One way to do this is to build a self-regulating dataflow, into which we can immediately dump all the records, but which will buffer records until it is certain that the work for prior records has drained. We will write this out in all the gory details, but these operators are certainly things that could be packaged up and reused.
The idea here is to take our stream of work, and to use the delay
operator to assign new timestamps to the records. We will spread the work out so that each timestamp has at most (in this case) 100 numbers. We can write a binary
operator that will buffer received records until their timestamp is "next", meaning all strictly prior work has drained from the dataflow fragment. How do we do this? We turn our previously unary operator into a binary operator that has a feedback edge connected to its second input. We use the frontier of that feedback input to control when we emit data.

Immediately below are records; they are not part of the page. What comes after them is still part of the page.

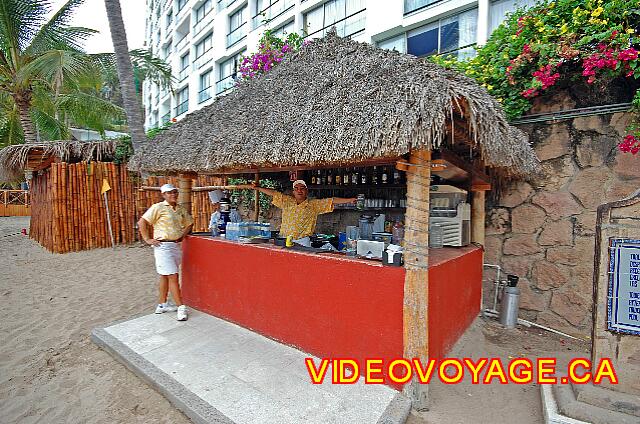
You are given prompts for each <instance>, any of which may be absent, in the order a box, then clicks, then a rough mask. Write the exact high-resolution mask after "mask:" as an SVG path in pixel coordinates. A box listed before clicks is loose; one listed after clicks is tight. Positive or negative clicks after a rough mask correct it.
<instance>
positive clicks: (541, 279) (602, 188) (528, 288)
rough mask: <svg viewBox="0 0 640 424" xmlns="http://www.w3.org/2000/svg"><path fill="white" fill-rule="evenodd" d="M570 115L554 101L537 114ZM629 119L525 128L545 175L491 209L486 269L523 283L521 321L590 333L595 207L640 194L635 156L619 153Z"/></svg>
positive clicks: (628, 118)
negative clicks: (491, 267) (620, 147)
mask: <svg viewBox="0 0 640 424" xmlns="http://www.w3.org/2000/svg"><path fill="white" fill-rule="evenodd" d="M558 105H560V107H559V109H570V108H572V107H574V106H575V103H572V102H571V99H570V98H568V97H566V96H564V97H556V98H555V99H552V101H548V102H547V103H546V104H538V105H536V109H534V111H535V112H537V113H539V112H545V111H549V110H550V109H551V110H553V109H558ZM629 119H630V115H629V114H628V113H614V114H608V115H599V116H588V117H578V118H574V119H569V120H563V121H560V122H557V123H544V124H529V125H522V126H521V127H520V128H521V129H523V130H524V131H525V132H527V133H528V134H529V135H530V138H531V141H532V143H533V145H534V148H535V150H536V152H537V154H538V156H539V157H540V160H541V161H542V166H543V169H544V176H543V177H540V178H538V179H536V180H534V181H529V182H519V183H515V184H513V185H512V186H510V187H509V188H508V190H507V191H506V192H505V194H504V195H503V196H502V197H501V199H500V200H498V201H495V202H493V204H490V205H489V209H488V211H487V223H486V224H487V232H486V234H487V237H486V255H485V262H486V263H493V264H496V263H497V264H500V265H501V266H502V267H503V268H504V269H505V270H506V271H507V272H509V273H514V274H517V275H519V276H520V277H521V279H520V282H521V283H520V288H521V291H522V296H521V303H520V305H521V308H522V309H521V317H522V318H525V319H530V320H533V321H536V322H538V323H540V324H543V325H547V326H550V327H553V328H556V329H558V330H561V331H566V332H568V333H578V334H582V335H588V334H589V333H590V331H591V320H592V318H591V306H592V292H593V286H592V284H593V258H594V230H595V220H596V208H597V207H598V205H600V204H602V203H605V202H609V201H612V200H618V199H621V198H623V197H626V196H628V195H629V194H631V193H633V192H634V191H635V190H637V189H638V188H639V187H640V157H635V156H632V155H630V154H628V153H621V152H619V151H618V149H617V147H616V146H617V144H618V143H619V142H620V141H621V140H622V138H623V137H624V135H625V134H626V132H625V127H626V125H627V124H628V122H629Z"/></svg>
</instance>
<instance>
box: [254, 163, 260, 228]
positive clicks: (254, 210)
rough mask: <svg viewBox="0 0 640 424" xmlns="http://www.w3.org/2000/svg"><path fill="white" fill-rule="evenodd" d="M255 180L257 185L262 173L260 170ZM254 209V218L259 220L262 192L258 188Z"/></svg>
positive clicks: (259, 217)
mask: <svg viewBox="0 0 640 424" xmlns="http://www.w3.org/2000/svg"><path fill="white" fill-rule="evenodd" d="M253 181H254V182H255V183H256V185H259V184H260V174H259V173H258V172H256V173H255V175H254V178H253ZM253 209H254V214H253V220H254V221H255V222H258V218H260V192H259V191H258V190H255V196H254V204H253Z"/></svg>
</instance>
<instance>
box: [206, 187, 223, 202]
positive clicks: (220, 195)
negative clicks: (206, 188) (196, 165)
mask: <svg viewBox="0 0 640 424" xmlns="http://www.w3.org/2000/svg"><path fill="white" fill-rule="evenodd" d="M223 197H224V194H223V193H222V190H213V191H210V192H209V200H211V203H220V199H222V198H223Z"/></svg>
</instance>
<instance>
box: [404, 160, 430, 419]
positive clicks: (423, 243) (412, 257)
mask: <svg viewBox="0 0 640 424" xmlns="http://www.w3.org/2000/svg"><path fill="white" fill-rule="evenodd" d="M409 163H410V164H412V165H415V166H409V167H408V169H407V213H406V216H405V239H404V244H405V268H406V273H405V280H404V306H403V327H404V328H403V338H404V357H405V358H418V359H420V361H421V362H422V363H423V364H426V363H427V359H428V357H429V327H428V325H429V322H428V314H427V313H428V306H429V305H428V303H429V270H428V264H429V214H428V213H427V212H424V211H428V210H429V183H430V177H431V152H430V151H426V150H418V151H413V152H411V156H410V158H409ZM404 391H405V394H406V395H407V396H408V397H409V398H410V399H411V403H412V405H413V407H414V408H415V409H416V410H419V411H420V410H422V411H424V410H427V409H428V408H429V397H428V394H429V393H428V386H427V385H426V384H420V382H419V380H418V379H417V378H416V377H415V376H414V378H413V379H412V380H411V382H410V383H409V384H408V385H407V386H405V389H404Z"/></svg>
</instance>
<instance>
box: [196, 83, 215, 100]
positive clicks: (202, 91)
mask: <svg viewBox="0 0 640 424" xmlns="http://www.w3.org/2000/svg"><path fill="white" fill-rule="evenodd" d="M212 91H213V90H211V87H207V88H203V89H202V90H200V91H199V92H198V104H200V103H202V102H206V101H207V100H209V99H210V98H211V92H212Z"/></svg>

extern crate timely; use timely::dataflow::operators::*; use timely::dataflow::channels::pact::Pipeline; fn main() { timely::example(|scope| { let mut stash = ::std::collections::HashMap::new(); // Feedback loop for noticing progress. let (handle, cycle) = scope.feedback(1); // Produce all numbers less than each input number. (1 .. 100_000u64) .to_stream(scope) // Assign timestamps to records so that not much work is in each time. .delay(|number, time| number / 100 ) // Buffer records until all prior timestamps have completed. .binary_frontier(&cycle, Pipeline, Pipeline, "Buffer", move |capability, info| { move |input1, input2, output| { // Stash received data. input1.for_each(|time, data| { stash.entry(time.retain()) .or_insert(Vec::new()) .extend(data.drain(..)); }); // Consider sending stashed data. for (time, data) in stash.iter_mut() { // Only send data once the probe is not less than the time. // That is, once we have finished all strictly prior work. if !input2.frontier().less_than(time.time()) { output.session(&time).give_iterator(data.drain(..)); } } // discard used capabilities. stash.retain(|_time, data| !data.is_empty()); } }) .flat_map(|x| (0 .. x)) // Discard data and connect back as an input. .filter(|_| false) .connect_loop(handle); }); }
This version of the code tops out at about 64MB on my laptop and takes 45 seconds, whereas the version with unary
commented out heads north of 32GB before closing out after two minutes.